Cuek dengan kumpulan ojek di sisi kiri jalan, aku bergegas ke kumpulan ojek di sisi kanan. Jangan tanya kenapa? Tak ada waktu berpikir.
"Temple!", ucapku kepada seorang tukang ojek.
Jembatan ke Tachileik - RB
Ia menjawab dengan hanya membelalakan mata.
"Going Temple!", ucapku lagi. Kali ini dengan membentuk segitiga dari lenganku.
Percuma. Tanpa hasil. Ia tak mengerti apa yang ku ucap.
Lalu muncul tukang ojek, masih dari kumpulan yang sama.
Jalan di Mae Sai - RB
Kali ini, ia fasih berbahasa Inggris. Thank You, God!
Kami sepakat untuk 150 Baht menuju Temple Shwedagon. Ia akan menemaniku berada di lokasi tersebut, dan berjanji akan mengantarku kembali ke perbatasan.
Namanya, Than, dari suku Karen. Pernah belajar di luar negeri. Itu sebab bahasa inggrisnya ku pahami. Ia memilih menjadi tukang ojek daripada harus menjadi buruh bangunan. "Murah gajinya", ucapnya.

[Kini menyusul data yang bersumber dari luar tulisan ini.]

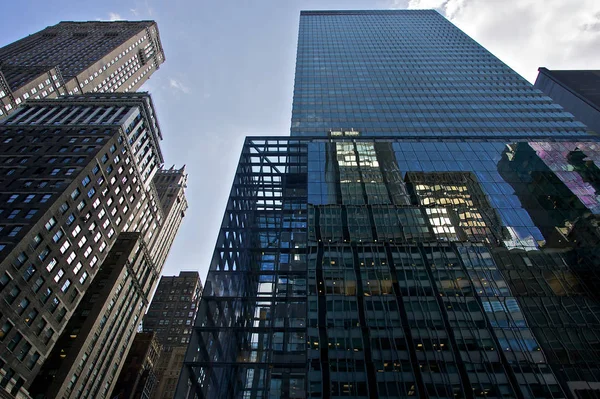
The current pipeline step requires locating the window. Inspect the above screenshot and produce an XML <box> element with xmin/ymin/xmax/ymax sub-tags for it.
<box><xmin>31</xmin><ymin>276</ymin><xmax>46</xmax><ymax>293</ymax></box>
<box><xmin>58</xmin><ymin>202</ymin><xmax>69</xmax><ymax>215</ymax></box>
<box><xmin>73</xmin><ymin>262</ymin><xmax>83</xmax><ymax>274</ymax></box>
<box><xmin>17</xmin><ymin>341</ymin><xmax>31</xmax><ymax>361</ymax></box>
<box><xmin>23</xmin><ymin>265</ymin><xmax>36</xmax><ymax>281</ymax></box>
<box><xmin>46</xmin><ymin>216</ymin><xmax>56</xmax><ymax>231</ymax></box>
<box><xmin>4</xmin><ymin>285</ymin><xmax>21</xmax><ymax>304</ymax></box>
<box><xmin>46</xmin><ymin>258</ymin><xmax>58</xmax><ymax>272</ymax></box>
<box><xmin>25</xmin><ymin>209</ymin><xmax>38</xmax><ymax>219</ymax></box>
<box><xmin>71</xmin><ymin>225</ymin><xmax>81</xmax><ymax>237</ymax></box>
<box><xmin>27</xmin><ymin>352</ymin><xmax>40</xmax><ymax>370</ymax></box>
<box><xmin>7</xmin><ymin>209</ymin><xmax>21</xmax><ymax>219</ymax></box>
<box><xmin>52</xmin><ymin>229</ymin><xmax>65</xmax><ymax>242</ymax></box>
<box><xmin>17</xmin><ymin>298</ymin><xmax>29</xmax><ymax>315</ymax></box>
<box><xmin>15</xmin><ymin>252</ymin><xmax>28</xmax><ymax>268</ymax></box>
<box><xmin>38</xmin><ymin>247</ymin><xmax>50</xmax><ymax>260</ymax></box>
<box><xmin>54</xmin><ymin>269</ymin><xmax>65</xmax><ymax>283</ymax></box>
<box><xmin>60</xmin><ymin>279</ymin><xmax>71</xmax><ymax>292</ymax></box>
<box><xmin>0</xmin><ymin>273</ymin><xmax>12</xmax><ymax>291</ymax></box>
<box><xmin>67</xmin><ymin>252</ymin><xmax>75</xmax><ymax>265</ymax></box>
<box><xmin>8</xmin><ymin>226</ymin><xmax>23</xmax><ymax>237</ymax></box>
<box><xmin>25</xmin><ymin>308</ymin><xmax>39</xmax><ymax>326</ymax></box>
<box><xmin>60</xmin><ymin>240</ymin><xmax>71</xmax><ymax>254</ymax></box>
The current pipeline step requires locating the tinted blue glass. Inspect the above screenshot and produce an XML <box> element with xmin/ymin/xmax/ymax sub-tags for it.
<box><xmin>291</xmin><ymin>10</ymin><xmax>585</xmax><ymax>137</ymax></box>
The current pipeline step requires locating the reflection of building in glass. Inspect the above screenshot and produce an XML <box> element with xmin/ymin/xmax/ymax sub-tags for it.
<box><xmin>177</xmin><ymin>11</ymin><xmax>600</xmax><ymax>399</ymax></box>
<box><xmin>177</xmin><ymin>138</ymin><xmax>600</xmax><ymax>398</ymax></box>
<box><xmin>534</xmin><ymin>68</ymin><xmax>600</xmax><ymax>134</ymax></box>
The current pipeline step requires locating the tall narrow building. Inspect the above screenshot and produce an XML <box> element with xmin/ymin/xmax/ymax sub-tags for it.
<box><xmin>176</xmin><ymin>10</ymin><xmax>600</xmax><ymax>399</ymax></box>
<box><xmin>0</xmin><ymin>21</ymin><xmax>165</xmax><ymax>118</ymax></box>
<box><xmin>0</xmin><ymin>93</ymin><xmax>174</xmax><ymax>397</ymax></box>
<box><xmin>142</xmin><ymin>274</ymin><xmax>202</xmax><ymax>399</ymax></box>
<box><xmin>152</xmin><ymin>165</ymin><xmax>188</xmax><ymax>272</ymax></box>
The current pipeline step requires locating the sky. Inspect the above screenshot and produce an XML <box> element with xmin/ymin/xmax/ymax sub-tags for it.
<box><xmin>0</xmin><ymin>0</ymin><xmax>600</xmax><ymax>281</ymax></box>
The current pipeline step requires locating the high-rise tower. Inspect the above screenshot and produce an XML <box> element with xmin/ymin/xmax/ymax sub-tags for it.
<box><xmin>143</xmin><ymin>274</ymin><xmax>202</xmax><ymax>399</ymax></box>
<box><xmin>0</xmin><ymin>21</ymin><xmax>165</xmax><ymax>118</ymax></box>
<box><xmin>177</xmin><ymin>10</ymin><xmax>600</xmax><ymax>399</ymax></box>
<box><xmin>0</xmin><ymin>93</ymin><xmax>181</xmax><ymax>397</ymax></box>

Ia pun menanyakan besaran gaji buruh di Indonesia. Jawabku, lumayan.
Dan, aku tidak mau berkomunikasi lebih lanjut, apalagi menanyakan alasan ia menjadi tukang ojek. Padahal pendidikan dan kemampuan bahasanya lumayan.
Pagoda Shwedagon adalah destinasi yang harus dikunjungi apabila berada di Tachileik. Replika pagoda di Yangoon ini memiliki stupa emas yang tampak terlihat dari jauh, karena berada di atas bukit.
Pasar di perbatasan - RB
Meski hanya berada di Pagoda ini, aku lantas tidak mencari destinas wisata lainnya. Pikirku adalah segera kembali ke boarder. Kunjungan ke sebuah negara yang super singkat. Berkesankah? Selalu ada cerita untuk berbagi. Toh, obrolan dengan tukang ojek seperti Than pun rasanya sudah bisa merasakan nafas warga lokal. Melengkapi pengalaman perjalananku.
Berbagi tentang Indonesia dimanapun. Toh, Than juga tahu upah buruh di Indonesia cukup lumayan. Tapi, tak cukup lumayan untuk bisa membuatku bertahan lama berada di pasar dekat boarder. Katanya, barang-barang di sini dijual cukup murah. Lantas? Mana aku suka.
Pikirku hanya segera kembali ke boarder.